Chose faite en 2019 quand la bibliothèque nationale d’Israël expose, pour la première fois, l’œuvre dessinée de Kafka. Les contacts sont pris et Andreas Kilcher se lance avec Pavel Schmidt, sculpteur et plasticien et Judith Butler, philosophe et professeure, dans un véritable catalogue raisonné. "Je n’ai pas fait de sélection, j’ai montré tout ce qu’il existe. Il y a non seulement tous les dessins qui sont maintenant à Jérusalem dans la bibliothèque nationale d’Israël, mais aussi les dessins qui se trouvent à Oxford, à Marbach et à Vienne. Nous avons collecté tous les dessins que l’on connaît à ce jour", explique Andreas Kilcher.

Kafka dessine depuis toujours

Si ces dessins, comme les écrits, nous sont parvenus, c’est grâce à l’entêtement et à la vision de Max Brod. Un ami, mais aussi un agent, un inventeur de Franz Kafka. C’est lui qui, dès leur rencontre au cours de leurs études, voit en Kafka un génie. Il ne le sait pas encore écrivain, mais il le sait dessinateur. Car Franz Kafka dessine depuis toujours. Homme intéressé par l’histoire de l’art, par l’art contemporain, il est influencé par la philosophie du Kunstwart, un magazine d’art allemand, certainement le plus important de la fin du XIXe siècle. Dans la philosophie du Kunstwart, on trouve cette idée que l’art doit s’exercer en tous lieux, libre, s’intégrer dans la vie, dans l’environnement familier. La beauté doit être partout. Quand Max Brod découvre les dessins de son ami, il se met très vite à les collectionner, repêchant parfois des pages dans la poubelle.

Franz Kafka griffonne, s’amuse en marge de ses cahiers, sur des feuilles volantes, sur des cartes postales, dans des carnets de voyage. Il crée des personnages en quelques lignes qui frôlent la caricature. Des paysages non représentatifs. Le trait est fluide, fragile, le dessin est comme un jeu. L’art de dessiner pour Kafka est une évidence, presque un exutoire.

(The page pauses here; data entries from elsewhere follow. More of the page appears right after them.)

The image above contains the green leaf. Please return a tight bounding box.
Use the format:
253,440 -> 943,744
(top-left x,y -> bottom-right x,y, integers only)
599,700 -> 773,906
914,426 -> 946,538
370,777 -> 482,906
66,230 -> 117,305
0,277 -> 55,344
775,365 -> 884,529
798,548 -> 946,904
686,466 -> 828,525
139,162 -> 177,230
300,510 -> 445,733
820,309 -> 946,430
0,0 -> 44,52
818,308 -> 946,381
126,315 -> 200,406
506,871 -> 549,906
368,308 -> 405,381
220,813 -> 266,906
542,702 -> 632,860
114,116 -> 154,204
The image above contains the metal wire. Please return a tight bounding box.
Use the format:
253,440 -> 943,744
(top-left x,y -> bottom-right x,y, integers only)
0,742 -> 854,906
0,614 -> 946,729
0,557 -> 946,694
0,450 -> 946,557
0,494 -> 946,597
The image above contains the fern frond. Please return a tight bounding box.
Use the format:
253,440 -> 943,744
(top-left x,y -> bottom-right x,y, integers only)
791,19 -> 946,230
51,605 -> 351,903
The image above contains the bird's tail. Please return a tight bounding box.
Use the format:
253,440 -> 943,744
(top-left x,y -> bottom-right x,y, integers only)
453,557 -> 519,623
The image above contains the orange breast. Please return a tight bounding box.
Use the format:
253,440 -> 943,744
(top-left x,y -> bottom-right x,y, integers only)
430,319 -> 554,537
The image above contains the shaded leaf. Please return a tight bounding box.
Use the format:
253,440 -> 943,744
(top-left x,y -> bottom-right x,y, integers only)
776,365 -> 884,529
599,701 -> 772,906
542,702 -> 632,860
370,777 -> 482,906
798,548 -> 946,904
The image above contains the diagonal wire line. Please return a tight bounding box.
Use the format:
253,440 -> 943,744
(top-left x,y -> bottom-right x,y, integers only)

Écrire des textes pour lui était difficile. L’écriture n’a jamais été fluide, tandis que dessiner allait très vite. Il ne le dit pas mais on le voit. Les dessins sont en mouvements, fragmentaires, élégants.

Andreas Kilcher

Amoureux des arts et des artistes, Frank Kafka et Max Brod fréquentent assidûment les jeunes talents de leur temps. La rencontre avec le groupe des Huit, OSMA, a une influence durable sur l’art des pleins et déliés de l’écrivain. Les Huit, ce sont huit artistes allemands et tchèques résolument tournés vers l’art moderne. Mais une rencontre, particulièrement, va avoir un impact durable sur les dessins de Kafka. Celle qu’il fait avec le Japonisme à travers une exposition d’Emil Orlik à Prague.

Pas seulement pour Kafka, mais aussi pour toute une génération de jeunes intellectuels, écrivains, artistes cette exposition a été un événement très formateur, parce que le Japonisme c’est un tournant vers un art presque abstrait. Avec seulement quelques traits, on peut construire une image.

Andreas Kilcher

Dessiner avec très peu de traits, aller vers l’abstraction, une technique que Kafka reproduit dans ses œuvres écrites. "On montre seulement quelques traits qui sont plutôt des signes qu’une image. Ils réfèrent à quelque chose qu’on ne voit pas. Et le spectateur doit s’imaginer le monde à travers les signes".

Les premiers dessins sont exempts de relation avec les textes. Les choses changent à partir de 1908 et jusqu’à sa mort en 1924. Dès lors, tous les dessins sont plus ou moins en connexion avec quelque chose d’écrit. Un dialogue s’instaure. Texte et sous-texte ou simplement le reflet des préoccupations, passions, envies, et ironie d’un auteur artiste à la recherche d’une expression tant plastique que littéraire hors-norme. Une chose est sûre, Franz Kafka exprime à travers toutes ses œuvres une modernité complètement actuelle.

Catherine Fattebert/olhor

"Kafka, les dessins", sous la direction de Andreas Kilcher avec Pavel Schmidt et Judith Butler, ed. Les cahiers Dessinés.